I try my best to avoid walking on the graves. Many people don’t bother, but I was always taught that it was disrespectful to stand above where someone has permanently been laid to rest. The newer section is easy to get through, with tombstones in clear rows. Once I get to the older part of the cemetery, avoiding them becomes more difficult. They don’t line up to make paths, so I nearly trip weaving through them. Many of these older graves are from the early 1900s, with the names still easily read. I decide to plop down in a stretch of grass.
The cemetery is so peaceful and, strangely, alive. Golden flowers are in bloom, the grass vibrantly green, and I hear cows mooing in the distance. I usually picture cemeteries as dark, creepy, full of shadows and straight out of a horror film. This is not that place. This isn’t a place of death. It’s a place to celebrate life.
I look at the tombstones near me and see a small, flat one that simply says, “MOTHER.” The woman’s name, date of birth and date of death are a mystery. The weather hasn’t worn away the engravings; her loved ones simply chose to memorialize her as Mother, leaving off everything else.
Initially, this lack of name saddens me. Names are so connected with our identities that without them, we don’t know ourselves. This woman lies nameless in the ground, lacking an identity. Perhaps her tombstone is simple because the family didn’t have enough money for something more detailed.
Yet, I probably understand this woman better than if her name had been emblazoned on the stone. I know she was a mother. Every day she loved and cared for her children. I can imagine her tucking them into bed under a warm, heavy quilt and making them pancakes and bacon in the morning. Her family thought of her as such a wonderful mother that they chose to remember her for eternity as mother and nothing else. For her, mother is her identity, not her name.
Today, I attempt to capture a piece of someone’s story. It’s only a minuscule piece of a mother I never knew, but I remembered her. I thought of her. She was not forgotten.
Friday, April 1, 2011
Writing Center Suddenly Abloom with Poetry
The perfect cup of coffee eludes me.
There is no coffee at the pump,
nor is there any in the carafe,
and it is too early to even think of the word
decaf.
It takes me five minutes and twenty-three seconds
to make the coffee,
but I need to fill the sugar in the meantime.

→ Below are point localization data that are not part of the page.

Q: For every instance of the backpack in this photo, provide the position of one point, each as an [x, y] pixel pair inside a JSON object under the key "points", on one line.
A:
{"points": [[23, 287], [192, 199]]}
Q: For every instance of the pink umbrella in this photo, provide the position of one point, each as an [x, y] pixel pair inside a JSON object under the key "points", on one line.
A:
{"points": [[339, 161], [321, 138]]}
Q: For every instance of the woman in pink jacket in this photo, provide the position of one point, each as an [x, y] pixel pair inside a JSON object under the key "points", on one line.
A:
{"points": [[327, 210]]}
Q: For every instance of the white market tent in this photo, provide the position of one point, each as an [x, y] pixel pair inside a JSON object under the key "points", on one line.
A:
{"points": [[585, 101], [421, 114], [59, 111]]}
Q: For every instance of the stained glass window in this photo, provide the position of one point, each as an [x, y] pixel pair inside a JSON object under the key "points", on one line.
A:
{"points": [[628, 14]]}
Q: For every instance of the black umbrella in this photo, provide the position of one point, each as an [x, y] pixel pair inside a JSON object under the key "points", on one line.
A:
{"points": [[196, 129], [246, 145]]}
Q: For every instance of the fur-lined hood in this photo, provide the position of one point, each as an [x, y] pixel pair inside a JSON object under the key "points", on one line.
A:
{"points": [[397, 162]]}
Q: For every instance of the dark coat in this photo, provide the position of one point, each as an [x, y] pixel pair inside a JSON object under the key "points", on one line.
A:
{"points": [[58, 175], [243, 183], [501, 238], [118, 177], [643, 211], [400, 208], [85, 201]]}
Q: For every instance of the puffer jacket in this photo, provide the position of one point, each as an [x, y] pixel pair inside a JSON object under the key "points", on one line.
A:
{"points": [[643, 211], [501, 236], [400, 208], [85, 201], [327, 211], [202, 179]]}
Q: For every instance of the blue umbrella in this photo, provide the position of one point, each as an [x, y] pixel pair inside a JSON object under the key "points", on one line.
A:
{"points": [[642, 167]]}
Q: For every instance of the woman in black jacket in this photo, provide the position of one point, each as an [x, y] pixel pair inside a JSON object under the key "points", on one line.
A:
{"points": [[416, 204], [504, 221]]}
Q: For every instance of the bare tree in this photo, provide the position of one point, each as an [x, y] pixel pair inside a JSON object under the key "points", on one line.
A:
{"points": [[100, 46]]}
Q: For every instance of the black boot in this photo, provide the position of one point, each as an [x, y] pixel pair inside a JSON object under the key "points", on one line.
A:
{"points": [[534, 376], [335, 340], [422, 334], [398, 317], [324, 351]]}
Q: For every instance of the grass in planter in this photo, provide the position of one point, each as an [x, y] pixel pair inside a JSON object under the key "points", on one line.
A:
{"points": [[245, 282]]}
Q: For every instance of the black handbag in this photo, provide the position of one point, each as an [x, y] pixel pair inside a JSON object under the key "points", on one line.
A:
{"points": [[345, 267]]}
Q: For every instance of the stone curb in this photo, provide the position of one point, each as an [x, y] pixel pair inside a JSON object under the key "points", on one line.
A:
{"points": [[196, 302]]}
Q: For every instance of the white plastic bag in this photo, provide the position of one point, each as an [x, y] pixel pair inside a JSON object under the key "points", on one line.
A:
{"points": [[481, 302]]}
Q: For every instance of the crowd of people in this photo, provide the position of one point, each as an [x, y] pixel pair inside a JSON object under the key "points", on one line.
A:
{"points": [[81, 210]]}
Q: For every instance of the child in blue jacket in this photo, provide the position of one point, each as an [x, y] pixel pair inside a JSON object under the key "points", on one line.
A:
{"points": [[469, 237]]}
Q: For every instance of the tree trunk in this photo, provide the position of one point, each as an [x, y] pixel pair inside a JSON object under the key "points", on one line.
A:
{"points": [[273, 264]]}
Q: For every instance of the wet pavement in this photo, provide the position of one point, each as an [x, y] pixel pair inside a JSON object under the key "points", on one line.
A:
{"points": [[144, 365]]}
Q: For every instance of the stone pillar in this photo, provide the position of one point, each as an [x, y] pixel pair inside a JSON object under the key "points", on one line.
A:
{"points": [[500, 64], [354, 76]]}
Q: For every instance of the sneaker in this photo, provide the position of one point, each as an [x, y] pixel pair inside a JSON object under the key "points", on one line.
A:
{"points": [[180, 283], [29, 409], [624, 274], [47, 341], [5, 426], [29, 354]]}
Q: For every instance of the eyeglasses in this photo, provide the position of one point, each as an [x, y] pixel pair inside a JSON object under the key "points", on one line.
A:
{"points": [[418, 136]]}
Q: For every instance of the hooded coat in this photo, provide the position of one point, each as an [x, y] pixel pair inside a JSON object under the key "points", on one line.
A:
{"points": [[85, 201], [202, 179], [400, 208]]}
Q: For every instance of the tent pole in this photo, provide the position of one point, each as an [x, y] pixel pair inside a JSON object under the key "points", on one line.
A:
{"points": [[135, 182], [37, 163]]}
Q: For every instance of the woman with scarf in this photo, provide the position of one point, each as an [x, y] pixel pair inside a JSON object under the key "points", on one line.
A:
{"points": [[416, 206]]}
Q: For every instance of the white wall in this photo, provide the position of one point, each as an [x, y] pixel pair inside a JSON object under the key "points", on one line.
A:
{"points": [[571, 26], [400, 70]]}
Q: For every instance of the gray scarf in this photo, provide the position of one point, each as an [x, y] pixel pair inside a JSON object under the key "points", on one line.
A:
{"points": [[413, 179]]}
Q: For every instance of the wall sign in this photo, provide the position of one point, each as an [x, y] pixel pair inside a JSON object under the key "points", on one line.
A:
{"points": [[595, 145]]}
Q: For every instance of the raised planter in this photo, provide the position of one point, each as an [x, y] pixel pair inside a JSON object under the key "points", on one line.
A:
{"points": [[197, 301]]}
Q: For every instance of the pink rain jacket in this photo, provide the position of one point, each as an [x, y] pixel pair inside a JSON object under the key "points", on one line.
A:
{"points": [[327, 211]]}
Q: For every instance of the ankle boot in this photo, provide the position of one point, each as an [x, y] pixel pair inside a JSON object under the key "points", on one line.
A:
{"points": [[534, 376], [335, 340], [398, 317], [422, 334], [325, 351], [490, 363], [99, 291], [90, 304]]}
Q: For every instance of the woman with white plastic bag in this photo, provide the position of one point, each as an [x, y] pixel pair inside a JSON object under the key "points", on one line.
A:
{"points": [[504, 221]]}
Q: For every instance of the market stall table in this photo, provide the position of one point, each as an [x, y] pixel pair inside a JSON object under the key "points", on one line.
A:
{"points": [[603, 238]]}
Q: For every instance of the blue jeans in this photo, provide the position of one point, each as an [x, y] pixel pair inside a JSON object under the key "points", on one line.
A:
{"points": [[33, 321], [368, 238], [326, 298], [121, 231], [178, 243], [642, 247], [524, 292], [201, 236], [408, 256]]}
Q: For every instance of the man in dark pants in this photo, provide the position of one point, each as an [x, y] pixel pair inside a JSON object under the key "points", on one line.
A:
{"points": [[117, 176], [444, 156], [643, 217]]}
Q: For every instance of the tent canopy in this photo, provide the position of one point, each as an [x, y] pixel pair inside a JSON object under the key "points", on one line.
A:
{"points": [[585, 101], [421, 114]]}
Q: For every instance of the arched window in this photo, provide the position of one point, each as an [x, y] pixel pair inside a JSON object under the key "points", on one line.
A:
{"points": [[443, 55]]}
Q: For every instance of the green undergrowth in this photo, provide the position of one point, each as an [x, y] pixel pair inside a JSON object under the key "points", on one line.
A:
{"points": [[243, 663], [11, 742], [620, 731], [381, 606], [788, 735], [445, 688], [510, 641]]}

There's no milk in the fridge,
so thick, syrupy cream must do.
Someone jacked my mug a week ago,
so one of the twenty-five cent
Goodwill mugs must service.
My sub-par cup of coffee,
cradled between anatomically incorrect sea turtles
and a whale with a lazy eye
will have to do.
Another fun Poem is just titled Poem, by Grant Stevens. It speaks to us from 9pm on Monday.
P is for the Pie I eat.
O is for the Orchid Forms
E is for the Energy I feel.
M is for the moment when
the orchid forms are done
and I eat pie
and am energized.
These and more can be found on the pillar just inside the Writing Center, and there are even more on Moodle that will probably find their way here in the future. This has been an interesting sort of project for consultants, and in my experience, we would enjoy similar projects in the future.